Several members of the Trinity Family Life Center in Pickerington are going to build a handicap-accessible ramp at a Pataskala home.

Several members of the Trinity Family Life Center in Pickerington are going to build a handicap-accessible ramp at a Pataskala home.

The ramp is for Dolores Bowles, who broke her foot and has been confined to a wheelchair, said her daughter, Sue Bowles.

Sue Bowles spoke to Pataskala City Council last week, requesting that council waive the permit fee for installing the ramp.

"She wants to be mobile," Bowles said of her mother but added that her mother cannot get in and out of the house in her wheelchair. "There's no way to get her out," she said.

Bowles called it a safety issue.

Pataskala Mayor Steve Butcher said the city has an ordinance that waives the fee for installation of a handicap ramp.

Councilman Bernard Brush said, however, that some verification of a disability is required.

The church group that will install the ramp is called Men Able To Serve or MATS. Gary Dinnell, a member of MATS, said the group is working with the city to obtain a permit so they may begin construction.

"We formed the group to do things for widows, elderly couples, servicemen's wives and single moms," Dinnell said.

In the past year, since MATS has been in existence, the group has remodeled a home for a blind couple, fixed a floor that had water damage, installed a water heater, cleaned gutters, trimmed shrubs and completed other minor home repairs.

Dinnell said the church formed the group after seeing a need to minister to its own parishioners.

"It's for the needy in our congregation," he said.

The MATS group now has 11 members, all with some experience in home repair.

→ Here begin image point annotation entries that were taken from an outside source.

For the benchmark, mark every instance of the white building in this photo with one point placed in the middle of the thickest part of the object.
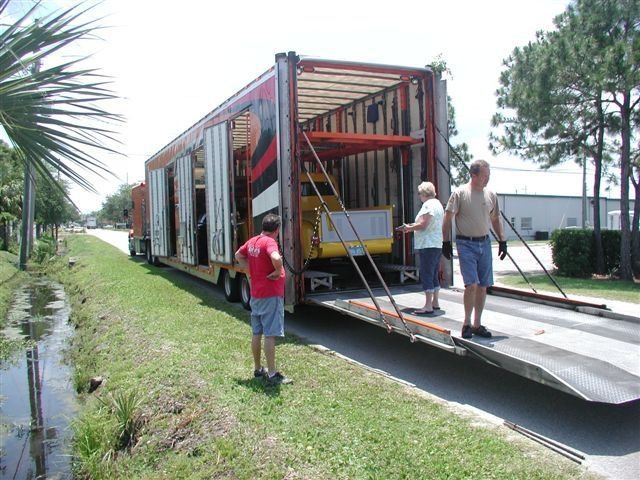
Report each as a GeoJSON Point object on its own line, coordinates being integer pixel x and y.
{"type": "Point", "coordinates": [536, 216]}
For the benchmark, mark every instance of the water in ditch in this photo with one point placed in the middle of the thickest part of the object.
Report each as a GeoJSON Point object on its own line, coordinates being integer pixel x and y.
{"type": "Point", "coordinates": [37, 398]}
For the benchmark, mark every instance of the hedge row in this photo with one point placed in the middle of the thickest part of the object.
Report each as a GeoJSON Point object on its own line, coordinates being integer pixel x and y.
{"type": "Point", "coordinates": [574, 252]}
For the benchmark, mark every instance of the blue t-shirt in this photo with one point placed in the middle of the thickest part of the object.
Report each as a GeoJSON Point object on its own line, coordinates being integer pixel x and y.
{"type": "Point", "coordinates": [430, 237]}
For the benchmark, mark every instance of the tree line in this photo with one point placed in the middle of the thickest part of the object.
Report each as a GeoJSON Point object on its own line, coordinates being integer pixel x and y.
{"type": "Point", "coordinates": [573, 94]}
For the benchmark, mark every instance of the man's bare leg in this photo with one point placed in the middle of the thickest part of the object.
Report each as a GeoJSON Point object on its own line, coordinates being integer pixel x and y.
{"type": "Point", "coordinates": [256, 350]}
{"type": "Point", "coordinates": [270, 353]}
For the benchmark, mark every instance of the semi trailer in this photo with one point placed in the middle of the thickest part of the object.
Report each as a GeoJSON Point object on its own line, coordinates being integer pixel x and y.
{"type": "Point", "coordinates": [337, 149]}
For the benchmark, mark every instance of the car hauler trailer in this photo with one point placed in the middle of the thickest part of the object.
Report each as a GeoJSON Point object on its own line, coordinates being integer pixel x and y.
{"type": "Point", "coordinates": [338, 149]}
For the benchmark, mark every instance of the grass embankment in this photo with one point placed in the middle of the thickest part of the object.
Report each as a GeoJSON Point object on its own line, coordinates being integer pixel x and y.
{"type": "Point", "coordinates": [180, 357]}
{"type": "Point", "coordinates": [10, 279]}
{"type": "Point", "coordinates": [606, 288]}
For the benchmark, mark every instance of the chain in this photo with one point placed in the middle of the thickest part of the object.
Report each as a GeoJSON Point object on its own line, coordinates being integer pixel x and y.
{"type": "Point", "coordinates": [312, 247]}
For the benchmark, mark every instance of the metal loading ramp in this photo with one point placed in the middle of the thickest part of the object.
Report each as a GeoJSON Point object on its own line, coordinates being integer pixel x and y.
{"type": "Point", "coordinates": [589, 356]}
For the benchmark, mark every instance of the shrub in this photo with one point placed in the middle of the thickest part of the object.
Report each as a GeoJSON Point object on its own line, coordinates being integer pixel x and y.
{"type": "Point", "coordinates": [611, 249]}
{"type": "Point", "coordinates": [573, 251]}
{"type": "Point", "coordinates": [45, 249]}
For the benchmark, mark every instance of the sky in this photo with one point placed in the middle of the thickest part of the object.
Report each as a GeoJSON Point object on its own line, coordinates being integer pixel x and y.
{"type": "Point", "coordinates": [172, 62]}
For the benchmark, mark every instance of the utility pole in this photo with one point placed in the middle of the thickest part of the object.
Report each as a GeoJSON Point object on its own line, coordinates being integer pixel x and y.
{"type": "Point", "coordinates": [28, 203]}
{"type": "Point", "coordinates": [584, 193]}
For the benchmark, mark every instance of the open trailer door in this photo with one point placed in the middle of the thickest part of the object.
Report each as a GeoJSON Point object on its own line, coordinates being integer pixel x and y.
{"type": "Point", "coordinates": [216, 165]}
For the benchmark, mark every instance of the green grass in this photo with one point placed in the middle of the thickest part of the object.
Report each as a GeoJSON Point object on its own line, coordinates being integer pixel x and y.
{"type": "Point", "coordinates": [202, 415]}
{"type": "Point", "coordinates": [609, 289]}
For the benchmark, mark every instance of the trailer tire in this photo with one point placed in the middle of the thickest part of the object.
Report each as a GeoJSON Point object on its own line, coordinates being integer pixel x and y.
{"type": "Point", "coordinates": [230, 286]}
{"type": "Point", "coordinates": [245, 292]}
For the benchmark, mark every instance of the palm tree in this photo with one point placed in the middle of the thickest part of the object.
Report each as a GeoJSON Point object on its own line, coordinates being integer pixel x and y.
{"type": "Point", "coordinates": [50, 114]}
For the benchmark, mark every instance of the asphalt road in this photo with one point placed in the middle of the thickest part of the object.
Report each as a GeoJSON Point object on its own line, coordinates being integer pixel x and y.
{"type": "Point", "coordinates": [608, 435]}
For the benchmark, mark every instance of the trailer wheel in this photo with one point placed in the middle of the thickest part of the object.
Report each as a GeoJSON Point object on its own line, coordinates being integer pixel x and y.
{"type": "Point", "coordinates": [245, 292]}
{"type": "Point", "coordinates": [231, 286]}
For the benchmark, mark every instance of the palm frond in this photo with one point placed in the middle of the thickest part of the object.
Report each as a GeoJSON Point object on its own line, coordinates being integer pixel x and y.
{"type": "Point", "coordinates": [54, 115]}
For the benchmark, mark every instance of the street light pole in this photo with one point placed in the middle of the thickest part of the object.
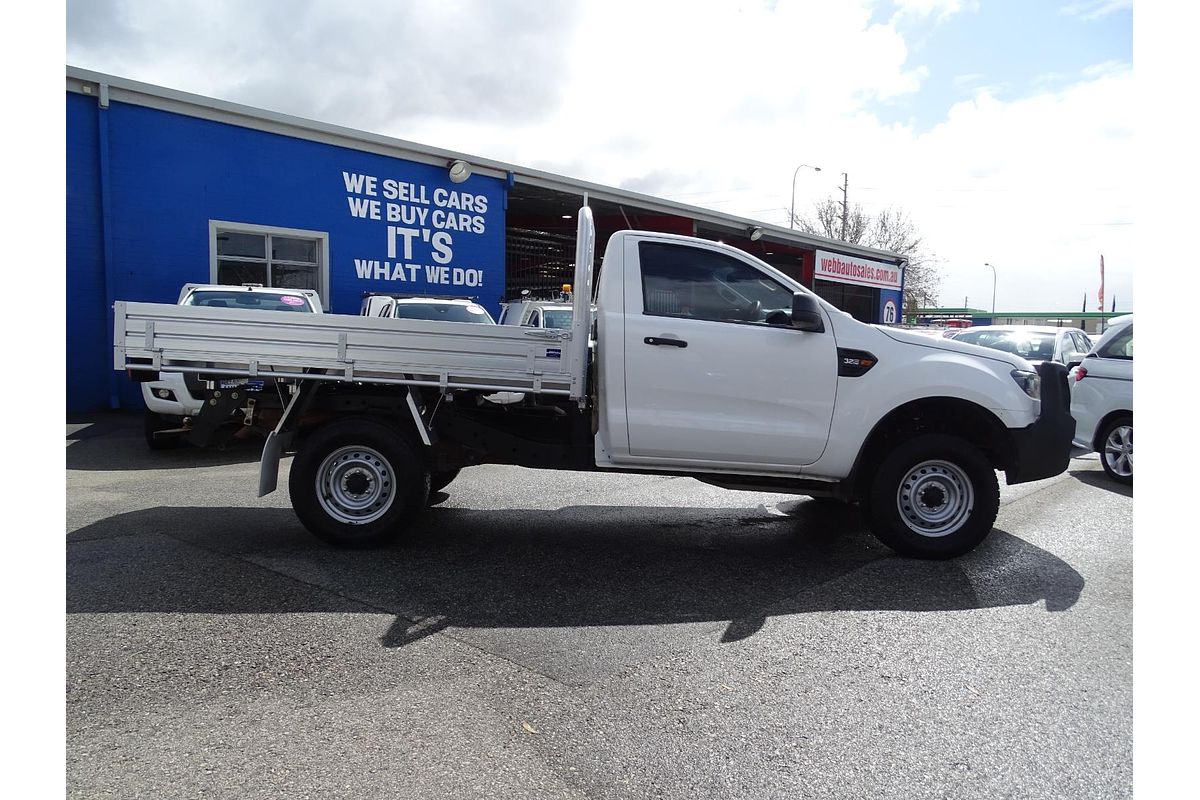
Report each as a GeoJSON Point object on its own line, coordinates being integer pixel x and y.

Dinnell said one does plumbing; another does electrical work; still another can do drawings required for permits, such as the one Bowles requires.

Sue Bowles said her mother and brother both are members of the church. She said the church and Pataskala city employees were great to work with, providing assistance that will help until her mother is back on her feet.

"It gives her back some of her independence and her mobility," Bowles said of the ramp.